In this context, he praised the initiative of the creators of this “brave and committed” citizen platform, for which the presence of Greenpeace, without a doubt, at this time, represents a moral action at this time, as well as being a way of making it clear to the citizens of Gran Canaria that there is an international organisation of these characteristics here, with extensive experience and with sufficient knowledge and authority to tell us that gas cannot be an alternative,” he argued. “And it is telling us that it would be outrageous for us to take a step back, when Gran Canaria is currently leading the penetration of clean energy in the Islands, when we are about to start with offshore wind power and when we are going to have an extraordinary storage plant in Salto de Chira, which will mean that, in 2030, we will be at 70 and 80% clean energy.”
For these reasons, among many others, the island president considered it “impossible” to consider the possibility of installing a regasification plant, “at the moment we are in, with the advance of clean energies, with the possibility that we have in Gran Canaria of becoming a reference point, on an Island of almost a million inhabitants, practically unique in the world, capable of being energy sovereign,” he said. “It would be a step backwards and putting obstacles in the way of this transition model that we have designed and on which all public institutions are working in a coordinated manner, with true unanimity. The Covenant of Mayors for Climate, in which the 21 municipalities participate with the Cabildo, has a clear and precise strategy, which no one can trip up.”

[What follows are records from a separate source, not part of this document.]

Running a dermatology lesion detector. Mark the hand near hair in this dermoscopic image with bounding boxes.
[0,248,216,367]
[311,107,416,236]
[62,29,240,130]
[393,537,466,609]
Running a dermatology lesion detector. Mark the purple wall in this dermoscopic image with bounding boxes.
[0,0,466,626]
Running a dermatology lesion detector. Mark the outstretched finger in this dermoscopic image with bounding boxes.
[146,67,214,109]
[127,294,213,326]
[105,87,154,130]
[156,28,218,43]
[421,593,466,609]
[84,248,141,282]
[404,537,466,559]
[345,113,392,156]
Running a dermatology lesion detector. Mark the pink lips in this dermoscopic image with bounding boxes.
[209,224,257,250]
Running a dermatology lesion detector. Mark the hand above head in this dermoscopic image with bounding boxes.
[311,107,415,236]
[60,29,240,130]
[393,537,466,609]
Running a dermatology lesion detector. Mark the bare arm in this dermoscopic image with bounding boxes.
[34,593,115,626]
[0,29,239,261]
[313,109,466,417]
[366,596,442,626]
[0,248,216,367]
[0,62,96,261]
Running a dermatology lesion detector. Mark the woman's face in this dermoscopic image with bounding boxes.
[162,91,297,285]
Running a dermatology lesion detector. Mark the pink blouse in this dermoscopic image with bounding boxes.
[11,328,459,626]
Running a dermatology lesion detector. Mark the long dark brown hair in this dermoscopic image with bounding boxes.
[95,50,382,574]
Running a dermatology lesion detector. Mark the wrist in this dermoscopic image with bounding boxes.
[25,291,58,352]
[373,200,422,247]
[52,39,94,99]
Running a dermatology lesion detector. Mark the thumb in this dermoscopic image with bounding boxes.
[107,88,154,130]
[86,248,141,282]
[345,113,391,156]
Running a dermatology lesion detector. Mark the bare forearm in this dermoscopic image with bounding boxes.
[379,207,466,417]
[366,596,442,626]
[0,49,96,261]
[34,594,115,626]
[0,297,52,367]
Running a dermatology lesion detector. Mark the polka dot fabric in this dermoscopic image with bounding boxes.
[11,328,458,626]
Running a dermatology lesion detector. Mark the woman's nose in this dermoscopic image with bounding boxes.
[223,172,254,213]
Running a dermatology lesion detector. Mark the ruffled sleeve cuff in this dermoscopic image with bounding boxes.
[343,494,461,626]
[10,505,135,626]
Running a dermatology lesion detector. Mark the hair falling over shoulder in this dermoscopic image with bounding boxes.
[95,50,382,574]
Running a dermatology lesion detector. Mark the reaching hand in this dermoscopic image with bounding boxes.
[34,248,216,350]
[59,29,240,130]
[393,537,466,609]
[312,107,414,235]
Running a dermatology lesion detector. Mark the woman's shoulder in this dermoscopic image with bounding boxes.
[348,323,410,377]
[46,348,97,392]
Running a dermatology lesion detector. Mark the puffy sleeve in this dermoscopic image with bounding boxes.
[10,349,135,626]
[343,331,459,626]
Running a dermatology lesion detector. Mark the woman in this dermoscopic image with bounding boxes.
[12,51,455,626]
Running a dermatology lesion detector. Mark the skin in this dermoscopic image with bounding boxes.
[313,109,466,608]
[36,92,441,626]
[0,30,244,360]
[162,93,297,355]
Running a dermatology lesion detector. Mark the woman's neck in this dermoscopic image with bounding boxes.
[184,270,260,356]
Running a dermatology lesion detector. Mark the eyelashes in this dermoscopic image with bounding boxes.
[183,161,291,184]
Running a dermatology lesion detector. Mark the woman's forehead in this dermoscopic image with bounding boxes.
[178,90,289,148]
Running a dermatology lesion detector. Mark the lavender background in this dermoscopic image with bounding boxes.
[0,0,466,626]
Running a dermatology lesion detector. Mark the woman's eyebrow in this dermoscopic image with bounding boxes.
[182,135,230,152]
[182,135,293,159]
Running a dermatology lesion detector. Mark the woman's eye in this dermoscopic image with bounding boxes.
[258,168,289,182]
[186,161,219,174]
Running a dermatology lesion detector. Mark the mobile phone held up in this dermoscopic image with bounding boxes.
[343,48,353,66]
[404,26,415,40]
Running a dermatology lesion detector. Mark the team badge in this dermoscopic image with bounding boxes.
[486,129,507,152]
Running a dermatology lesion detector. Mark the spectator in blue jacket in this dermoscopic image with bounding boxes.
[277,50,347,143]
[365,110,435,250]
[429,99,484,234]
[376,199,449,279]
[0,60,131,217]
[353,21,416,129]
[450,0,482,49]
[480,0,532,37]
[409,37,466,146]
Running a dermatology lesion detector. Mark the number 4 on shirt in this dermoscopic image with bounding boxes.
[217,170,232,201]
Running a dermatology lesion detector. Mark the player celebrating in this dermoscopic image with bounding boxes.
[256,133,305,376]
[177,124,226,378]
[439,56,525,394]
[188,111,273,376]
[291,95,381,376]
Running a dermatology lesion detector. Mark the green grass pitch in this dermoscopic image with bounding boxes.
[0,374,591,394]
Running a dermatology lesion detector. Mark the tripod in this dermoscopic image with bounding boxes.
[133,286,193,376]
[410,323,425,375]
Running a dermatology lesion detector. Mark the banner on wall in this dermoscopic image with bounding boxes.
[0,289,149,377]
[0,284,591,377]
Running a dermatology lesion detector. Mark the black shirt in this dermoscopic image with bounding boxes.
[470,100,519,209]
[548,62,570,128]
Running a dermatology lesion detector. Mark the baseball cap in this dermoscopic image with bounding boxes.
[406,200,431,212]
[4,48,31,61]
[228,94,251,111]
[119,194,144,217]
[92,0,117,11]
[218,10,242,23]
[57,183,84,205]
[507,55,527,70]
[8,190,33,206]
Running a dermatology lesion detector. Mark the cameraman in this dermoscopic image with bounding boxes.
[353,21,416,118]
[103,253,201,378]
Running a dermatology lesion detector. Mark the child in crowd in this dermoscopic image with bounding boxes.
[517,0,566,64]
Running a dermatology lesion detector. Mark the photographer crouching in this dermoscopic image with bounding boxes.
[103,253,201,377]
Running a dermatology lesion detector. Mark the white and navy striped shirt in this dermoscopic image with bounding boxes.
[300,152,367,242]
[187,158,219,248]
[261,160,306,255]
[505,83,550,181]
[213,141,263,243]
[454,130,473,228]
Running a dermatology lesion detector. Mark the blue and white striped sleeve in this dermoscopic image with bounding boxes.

A long history of opposition to gas on the island
During his address to the media, Antonio Morales also looked back to recall “the long struggle on this island against the regasification of Gran Canaria”. He recalled the attempt in the 90s to create a regasification plant in Arinaga and a gas pipeline to the south and to Las Palmas de Gran Canaria, with the aim of sustaining the production of energy on the island with gas. “There was enormous institutional and citizen rejection, and despite the fact that the project had the approval of various institutions and went through various administrative processes, in the end, the citizens and the institutions managed to stop it”, he recalled. “And today we insist, if that regasification plant were to come into being at that time, today we would not have renewable energy in Gran Canaria, because that practice must be amortized and, therefore, there would be no place for us to invest in clean energy on the island”.
But that was not all, because, about four or five years ago, there was an attempt to introduce city gas, “which was another way of making us dependent on gas. It meant opening up all the cities and all the homes so that we could replace conventional electric stoves with gas ones,” he reflected. “The Cabildo opposed it, we went to Europe, we won and this environmental attack was prevented from being perpetrated in Gran Canaria. And now the same thing is happening, because, behind the back door, they are trying to create a regasification plant to supply 70 megawatts to Gran Canaria.”
In response to this new attempt, Morales highlighted the existence of a good number of reports against the regasification plant at the Port of Las Palmas. “It is true that the last environmental report is missing, but we have also analysed that the decision is not up to the Port Authority, since it depends on Puertos del Estado, which will make the final decision on a facility of this nature,” he explained. “There are still various steps to be taken, but I am totally convinced that a regasification plant in the middle of a city of 400.000 inhabitants is not possible, because it generates extraordinary pollution and because it has a decisive impact on the health of the people who live here.”
In this regard, he stressed that "institutions must be respectful of the procedures and I do not doubt that behind this environmental impact report there are competent technicians who are analysing it with rigour. Therefore, it seems absolutely impossible to me that, after analysing it with such rigour, a project of these characteristics can be approved," he concluded.